Но полковник не отвёл взгляда. Его лицо осталось таким же каменным, как и в момент, когда он вошёл в этот кабинет. И в этой неподвижности, в этой кажущейся покорности звучал немой вызов.
Н’Диайе напрягся, едва заметно, но всё же достаточно, чтобы понять: он встретил не просто упрямство, а настоящую верность — верность не режиму, не человеку, а самому понятию долга, которое не меняется с приходом новых знамён. И эта верность была для него опасней любого открытого мятежа.
Мон-Дьё встретил их восстание не криками поддержки, не поднятыми кулаками или тайными поставками оружия, а молчанием — тяжёлым, густым, в котором каждый звук шагов по пустынным улицам, каждый глухой стук сапог по булыжной мостовой отдавался эхом предательства.
Жандармерия собиралась быстро, без лишних слов, с той военной точностью, которая рождалась не из приказов, а из многолетней привычки полагаться только на собственные силы, на выучку и на честь, что до сих пор связывала этих людей крепче любого приказа.
Четыре тысячи человек. Почти полная численность.

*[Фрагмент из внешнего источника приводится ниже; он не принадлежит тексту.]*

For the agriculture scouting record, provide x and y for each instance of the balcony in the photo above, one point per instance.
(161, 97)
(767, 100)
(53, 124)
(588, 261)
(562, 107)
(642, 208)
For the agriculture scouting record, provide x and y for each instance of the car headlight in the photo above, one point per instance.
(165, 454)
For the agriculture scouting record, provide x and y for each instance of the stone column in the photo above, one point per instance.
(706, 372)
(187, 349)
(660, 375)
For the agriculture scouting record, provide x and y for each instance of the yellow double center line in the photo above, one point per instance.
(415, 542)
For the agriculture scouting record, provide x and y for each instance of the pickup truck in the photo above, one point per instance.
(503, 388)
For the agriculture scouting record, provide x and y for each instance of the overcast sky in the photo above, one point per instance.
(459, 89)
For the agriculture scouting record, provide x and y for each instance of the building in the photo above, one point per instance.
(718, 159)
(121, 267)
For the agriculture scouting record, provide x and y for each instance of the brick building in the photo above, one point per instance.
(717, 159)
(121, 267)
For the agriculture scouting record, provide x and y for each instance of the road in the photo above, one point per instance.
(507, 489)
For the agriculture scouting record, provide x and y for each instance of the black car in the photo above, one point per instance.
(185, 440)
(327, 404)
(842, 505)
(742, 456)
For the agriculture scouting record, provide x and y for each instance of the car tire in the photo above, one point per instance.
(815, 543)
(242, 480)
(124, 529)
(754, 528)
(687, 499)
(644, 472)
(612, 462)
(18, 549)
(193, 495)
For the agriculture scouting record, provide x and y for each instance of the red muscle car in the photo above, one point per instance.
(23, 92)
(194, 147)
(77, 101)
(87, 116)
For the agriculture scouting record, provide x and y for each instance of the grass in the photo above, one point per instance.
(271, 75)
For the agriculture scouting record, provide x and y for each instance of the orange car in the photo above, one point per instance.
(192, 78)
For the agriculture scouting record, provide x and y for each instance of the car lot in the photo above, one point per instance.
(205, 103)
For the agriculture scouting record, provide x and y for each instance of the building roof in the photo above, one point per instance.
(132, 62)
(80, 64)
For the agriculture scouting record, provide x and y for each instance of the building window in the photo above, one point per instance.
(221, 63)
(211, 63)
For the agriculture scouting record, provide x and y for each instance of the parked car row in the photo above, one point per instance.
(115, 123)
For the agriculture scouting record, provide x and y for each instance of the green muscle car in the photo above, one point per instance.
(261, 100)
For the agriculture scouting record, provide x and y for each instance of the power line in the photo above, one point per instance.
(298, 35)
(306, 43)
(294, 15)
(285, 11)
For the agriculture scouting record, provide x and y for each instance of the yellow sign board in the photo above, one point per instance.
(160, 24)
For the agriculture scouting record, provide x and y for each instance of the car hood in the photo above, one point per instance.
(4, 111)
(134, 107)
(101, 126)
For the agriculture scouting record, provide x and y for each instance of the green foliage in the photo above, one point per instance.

Они вышли из казарм на рассвете, когда солнце ещё не успело окрасить кровью горизонт, и город казался безмолвным призраком своих прежних дней. Нгама вёл колонны сам — верхом на старом армейском джипе, украшенном только потёртым знаменем Жандармерии, которое трепетало на ветру, как последний напоминание о времени, когда долг значил больше, чем страх.
Первые выстрелы раздались, когда они достигли площади Республики — короткие очереди, рваные, неточные, словно стрелявшие и сами не верили в необходимость боя против тех, кто ещё вчера был для них символом порядка.
Из переулков, из заброшенных зданий, из-за баррикад, наскоро сооружённых из битой мебели и покорёженных автомобилей, ударили тяжёлые пулемёты. Город ответил не словами. Город ответил свинцом. И тогда Жандармерия впервые за это утро открыла огонь. Первые часы были самыми жестокими.